J'arrive !

Binge-Fashion

Non classé
Mar 26th, 2016

J’ai toujours mis en avant sur le blog mon goût, je dirai même, mon attrait obsessionnel pour les vêtements, bien que qu’aujourd’hui encore je n’arrive pas à me définir « blogueuse mode » ; peut être à cause de mon style hors-tendance (vintage, lolita, un mélange de tout cela… bien loin de Vogue et de la modernité). N’empêche qu’il serait un mensonge d’omettre cette facette de moi en prétendant n’en avoir rien à faire.

binge fashionVous devez vous demander où je veux en venir. Une partie de vous doit déjà s’en douter : je vais parler « chiffons » et « lèche-vitrine ». Une autre partie s’étonnera de la tournure que va prendre sous peu ce post : je prends ce temps ici pour dénoncer un système qui m’horripile de plus en plus et pointer du doigt le consumérisme inconscient dont je suis témoin, responsable et également « ancienne victime ». Système consumériste que j’ai décidé de nommer (si d’autres ne l’ont pas déjà fait avant moi) : le binge-fashion. Pour les non-anglophones, si vous n’êtes pas habitué à ce terme en voici un résumé simple : on parle de « binge » quand on fait quelque chose en excès, dans le seul but de s’empiffrer. Binge-drinking, boire pour boire, le plus vite possible juste pour être défoncé et non par plaisir…

binge fashion 3« Binge-fashion ? Elle n’exagère pas un peu là, sérieux ?» Oh oui je suis sérieuse, très sérieuse et bien malheureusement, je n’exagère pas. Mais veuillez tour d’abord me laisser écrire quelques mots sur moi, moi et ma relation aux vêtements, hier et maintenant.
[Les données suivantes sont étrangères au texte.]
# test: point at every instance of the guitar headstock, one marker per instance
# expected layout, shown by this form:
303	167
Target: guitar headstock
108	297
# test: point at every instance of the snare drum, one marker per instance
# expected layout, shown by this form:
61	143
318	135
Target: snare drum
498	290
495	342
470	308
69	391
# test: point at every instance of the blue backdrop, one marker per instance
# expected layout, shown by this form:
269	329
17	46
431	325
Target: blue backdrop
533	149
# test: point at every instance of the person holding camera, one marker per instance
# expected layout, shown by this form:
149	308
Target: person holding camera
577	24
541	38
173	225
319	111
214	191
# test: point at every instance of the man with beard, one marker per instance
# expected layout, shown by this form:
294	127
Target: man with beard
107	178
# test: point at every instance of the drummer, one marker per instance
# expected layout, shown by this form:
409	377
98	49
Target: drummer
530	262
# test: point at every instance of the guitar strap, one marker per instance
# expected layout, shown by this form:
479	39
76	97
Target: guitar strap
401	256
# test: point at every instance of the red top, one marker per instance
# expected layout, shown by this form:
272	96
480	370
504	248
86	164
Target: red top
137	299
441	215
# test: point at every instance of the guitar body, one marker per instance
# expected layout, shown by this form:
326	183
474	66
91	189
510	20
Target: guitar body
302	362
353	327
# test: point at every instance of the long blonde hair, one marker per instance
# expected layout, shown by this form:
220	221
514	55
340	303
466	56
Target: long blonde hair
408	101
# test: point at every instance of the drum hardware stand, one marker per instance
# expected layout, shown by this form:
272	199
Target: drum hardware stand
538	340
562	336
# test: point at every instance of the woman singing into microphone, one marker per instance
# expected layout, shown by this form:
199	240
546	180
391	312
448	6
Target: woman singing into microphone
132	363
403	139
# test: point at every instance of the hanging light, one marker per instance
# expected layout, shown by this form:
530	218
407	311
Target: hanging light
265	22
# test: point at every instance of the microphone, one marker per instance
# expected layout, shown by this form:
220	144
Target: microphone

Dès petite fille, je rêvais de grandes robes, parure de bal, comme une princesse. J’ai choisi très petite (5/6 ans) les vêtements que je voulais mettre ou acheter. Ma mère et ma grand-mère, toutes les deux de grandes coquettes, se prêtaient parfaitement au jeu. Si un appareil photo se pointait sur moi, je prenais la pose la plus mignonne, fière de ma tenue. Je n’avais même pas envie d’être jolie ou admirée ; non, je voulais juste comme me complimente sur ma tenue. Que l’on me dise « oh mais tu ressembles à une vraie princesse ! ». Je voulais qu’on aime les vêtements que je porte.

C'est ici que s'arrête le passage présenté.